KubeIntellect Infrastructure
├── Terraform  (infrastructure/azure/)
│   ├── main.tf              — AKS cluster, resource group
│   ├── variables.tf         — cluster config, node pool, monitoring
│   ├── outputs.tf           — FQDN, kubeconfig, ingress IP
│   └── modules/
│       ├── ingress-nginx/   — Helm: ingress controller
│       └── kube-prometheus/ — Helm: Grafana + Prometheus
├── Helm Chart  (charts/kubeintellect/)
│   ├── values-azure.yaml    — Azure production values (no secrets)
│   ├── values-kind.yaml     — Local dev values
│   └── templates/
│       ├── secret-store.yaml      — ESO SecretStore (AKV)
│       ├── external-secrets.yaml  — 4 ExternalSecrets
│       ├── deployments.yaml       — 5 app deployments
│       ├── configmaps.yaml        — app config (non-secret)
│       ├── pvcs.yaml              — 5 persistent volumes
│       ├── ingress.yaml           — 3 ingress rules
│       ├── rbac.yaml              — roles + bindings
│       └── ...
└── Scripts
    ├── ops/
    │   ├── setup-secrets-infra.sh    ← full auto setup (run this)
    │   ├── setup-keyvault-secrets.sh ← populate KV secrets only
    │   └── cleanup-kubeintellect.sh
    ├── azure/
    │   └── azure-deploy-kubeintellect.sh
    ├── kind/
    │   ├── create-kind-cluster.sh
    │   └── cleanup-kind-cluster.sh
    └── dev/
        ├── fetch-secrets.sh      ← pull secrets from AKV into local .env 
        └── create-dev-user.sh  ← create LibreChat dev user

Common Pitfall — kubectl --from-env-file Does Not Strip Shell Quotes

Do not populate Kubernetes secrets directly from .env using:

# WRONG — do not do this
kubectl create secret generic my-secret --from-env-file=.env

kubectl --from-env-file reads each line literally and does not strip shell quoting. A line like POSTGRES_PASSWORD="my-pass" stores the value as "my-pass" (with the surrounding double-quotes), which silently breaks the app.

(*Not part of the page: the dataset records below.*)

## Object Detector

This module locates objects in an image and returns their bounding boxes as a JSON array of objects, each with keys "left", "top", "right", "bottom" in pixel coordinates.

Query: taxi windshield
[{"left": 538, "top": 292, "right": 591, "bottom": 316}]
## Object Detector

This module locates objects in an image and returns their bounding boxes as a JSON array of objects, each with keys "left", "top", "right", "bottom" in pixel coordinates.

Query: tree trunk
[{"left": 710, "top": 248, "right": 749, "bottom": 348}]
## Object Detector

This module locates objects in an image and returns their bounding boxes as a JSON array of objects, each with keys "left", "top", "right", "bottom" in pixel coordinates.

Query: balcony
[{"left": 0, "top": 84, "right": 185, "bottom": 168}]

Correct pattern — use source + explicit assignment:

# Correct — shell strips quotes before passing the value
set -a; source .env; set +a
az keyvault secret set --vault-name "$KV_NAME" --name "POSTGRES-PASSWORD" --value "$POSTGRES_PASSWORD"

This is exactly what scripts/ops/setup-secrets-infra.sh does. If you ever need a quote-free .env file for another tool, pre-process it first:

# Strip surrounding single/double quotes from values before passing to --from-env-file
sed 's/^\([^=]*\)=["'\'']\(.*\)["'\'']/\1=\2/' .env > .env.stripped
kubectl create secret generic my-secret --from-env-file=.env.stripped
rm .env.stripped

Security Notes

  • values-azure.yaml contains no secrets — only Key Vault URL, Managed Identity clientId, and tenantId. These are Azure resource identifiers that cannot be used to authenticate without the cluster's OIDC token.
  • .env is gitignored — never commit it.
  • GHCR PAT scope: read:packages only — no write access to the registry.
  • Change the Postgres password from its default via Key Vault rotation before any production deployment.